Published on 22 May 2020

Gli interventi di revamping per il rinnovamento degli impianti fotovoltaici italiani

Of the more than 820 thousand photovoltaic plants in Italy, almost 650 thousand (nearly 80%) were installed prior to 31 December 2014, the final year of the Conto Energia  feed-in tariff incentive scheme. This mechanism is no longer accessible to those who decide to install new PV plants but it continues to benefit owners of plants installed when the scheme was in place, and will continue to do so, paying a feed-in tariff for every kWh fed onto the grid, for a period of 20 years. Owners of plants that qualify for the Conto Energia therefore have a vested interest in keeping them running as efficiently as possible and even upgrading their performance (within certain limits) in order to take full advantage of the benefits of producing solar energy.

Although they are long-lasting, with an estimated useful life of around 30 years, the photovoltaic plants installed in Italy in time for the Conto Energia are beginning to show their age and are not as efficient as they once were. To allow their owners to restore them to their original power, or even improve it slightly, a type of renovation work has been outlined that goes by the name of “photovoltaic revamping”, the guidelines of which were presented in 2016 by the Energy Service Manager GSE (Gestore Servizi Energetici).

So how does photovoltaic revamping work? It doesn’t just mean regenerating the photovoltaic panels but rather a wide-ranging series of types of renovation work that the GSE has classified as either “substantial” or “non-substantial”.

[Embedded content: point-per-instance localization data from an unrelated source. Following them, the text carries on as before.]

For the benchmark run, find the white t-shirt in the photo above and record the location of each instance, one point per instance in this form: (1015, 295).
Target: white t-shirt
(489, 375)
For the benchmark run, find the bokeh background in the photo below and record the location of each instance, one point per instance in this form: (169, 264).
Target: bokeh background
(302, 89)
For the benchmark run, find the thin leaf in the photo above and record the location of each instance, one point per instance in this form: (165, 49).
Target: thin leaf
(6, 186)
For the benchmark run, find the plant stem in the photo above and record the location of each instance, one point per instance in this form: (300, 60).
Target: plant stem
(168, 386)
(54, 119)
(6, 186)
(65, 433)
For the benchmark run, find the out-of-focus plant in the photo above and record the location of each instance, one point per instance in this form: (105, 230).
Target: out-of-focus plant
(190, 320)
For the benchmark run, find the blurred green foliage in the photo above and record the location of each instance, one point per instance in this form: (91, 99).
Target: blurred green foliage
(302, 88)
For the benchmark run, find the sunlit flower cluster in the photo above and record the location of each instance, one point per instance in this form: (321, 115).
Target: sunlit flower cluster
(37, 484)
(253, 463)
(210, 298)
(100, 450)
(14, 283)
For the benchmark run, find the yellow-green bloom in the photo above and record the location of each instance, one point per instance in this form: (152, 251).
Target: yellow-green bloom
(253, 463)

The “substantial” types of renovation work include the removal of key components, such as modules and inverters, and their replacement with new ones; the relocation, including partial relocation, of modules; the modification of the energy sale system or the variation of the identification code at the grid connection point. If one of the above modifications is made on a plant with a capacity greater than 3kW, the owner is obliged to inform the GSE within 60 days of the completion of the work. If the owner fails to do so, and an inspection takes place, then the owner risks losing the right to receive the feed-in tariffs. These types of renovation work are permitted to increase the nominal capacity of the plant by no more than 5% for systems with a capacity of up to 20kW, and by no more than 1% for plants with a capacity greater than 20 kW.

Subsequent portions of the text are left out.